Existen diversos estudios que han abordado este tema. Uno de los más interesantes es el del psicólogo suizo Alex Bertrams, titulado “La asociación cognitiva entre el autocontrol esforzado y la disminución de la vitalidad” (2021). En él se plantea que el esfuerzo por mantener el autocontrol puede estar cognitivamente asociado a una sensación de baja energía o vitalidad. Pero también sostiene que tenemos la capacidad de transformar esa percepción: ver nuestras capacidades mentales no como un recurso finito, sino como un sistema influido por creencias, asociaciones y expectativas. “Esto no significa negar la fatiga real”, escribe, “sino distinguir cuándo es fisiológica y cuándo es interpretativa”.
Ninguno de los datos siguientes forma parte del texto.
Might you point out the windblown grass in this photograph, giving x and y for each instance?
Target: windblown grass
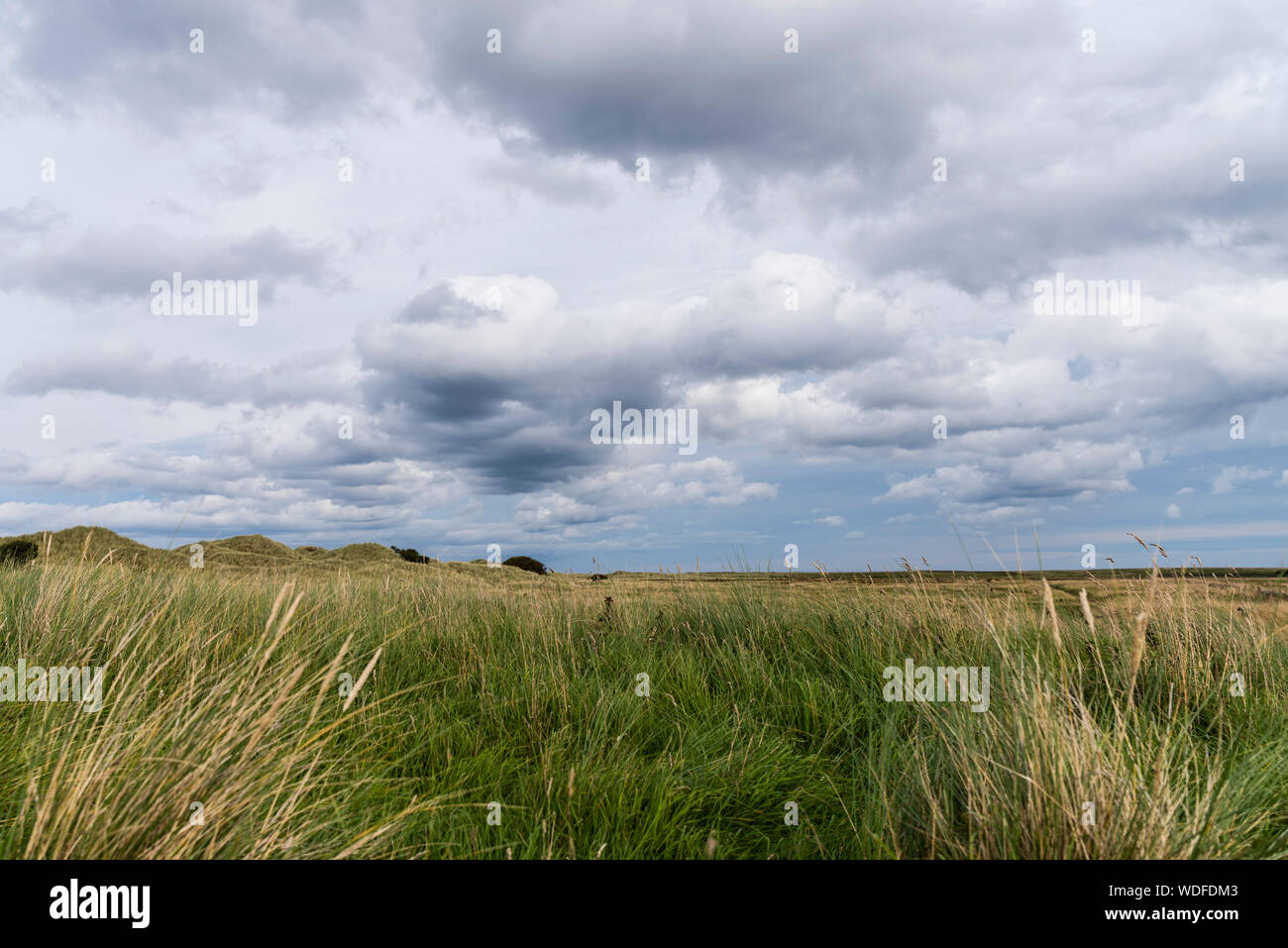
(224, 687)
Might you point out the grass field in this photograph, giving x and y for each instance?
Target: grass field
(230, 728)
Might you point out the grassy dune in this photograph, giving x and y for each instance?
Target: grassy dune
(226, 686)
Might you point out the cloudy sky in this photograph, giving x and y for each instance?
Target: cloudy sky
(822, 227)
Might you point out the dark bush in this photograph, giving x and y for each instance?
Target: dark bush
(18, 552)
(532, 566)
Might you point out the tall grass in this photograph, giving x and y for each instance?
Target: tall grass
(378, 714)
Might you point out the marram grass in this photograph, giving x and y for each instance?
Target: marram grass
(378, 710)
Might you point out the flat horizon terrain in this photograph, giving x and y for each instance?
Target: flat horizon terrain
(316, 703)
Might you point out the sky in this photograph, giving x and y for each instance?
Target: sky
(966, 282)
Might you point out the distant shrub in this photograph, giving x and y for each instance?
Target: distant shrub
(532, 566)
(17, 552)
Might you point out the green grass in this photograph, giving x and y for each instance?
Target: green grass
(223, 686)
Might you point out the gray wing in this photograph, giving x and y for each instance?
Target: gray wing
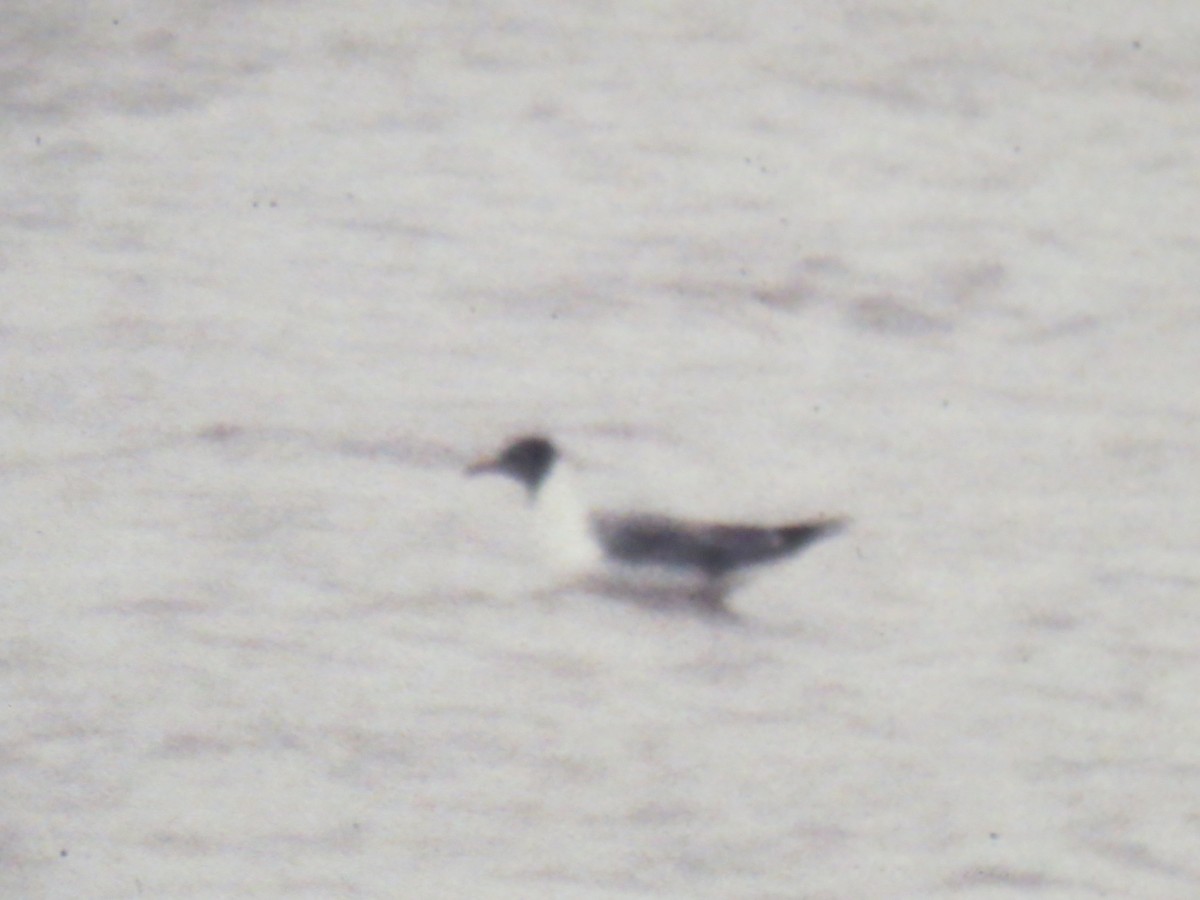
(713, 549)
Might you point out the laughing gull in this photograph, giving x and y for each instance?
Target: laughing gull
(640, 555)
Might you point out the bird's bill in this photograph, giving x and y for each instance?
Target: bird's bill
(483, 467)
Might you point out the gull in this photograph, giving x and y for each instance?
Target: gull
(642, 556)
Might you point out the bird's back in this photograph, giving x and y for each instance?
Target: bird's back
(715, 550)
El problema es que muchos estudios, como muchas terapias, no consideran la subjetividad ni la complejidad emocional de la mente humana. El tránsito hacia el éxito se llena de obstáculos invisibles que erosionan incluso la mejor de las resiliencias. Por eso, cuando escucho a profesionales de la salud —incluso especialistas en obesidad— hablar solo de disciplina, perseverancia y fuerza de voluntad, sin incluir la salud mental, simplemente me desconecto. Sé, sin lugar a dudas, que ahí no es.
Tal vez la única alternativa posible sea la psiconutrición. Tal vez solo desde ahí podría volver a conectarme con algo parecido a la fuerza de voluntad. Porque, por ahora, esa batería está en modo crítico. Y el cargador no funciona.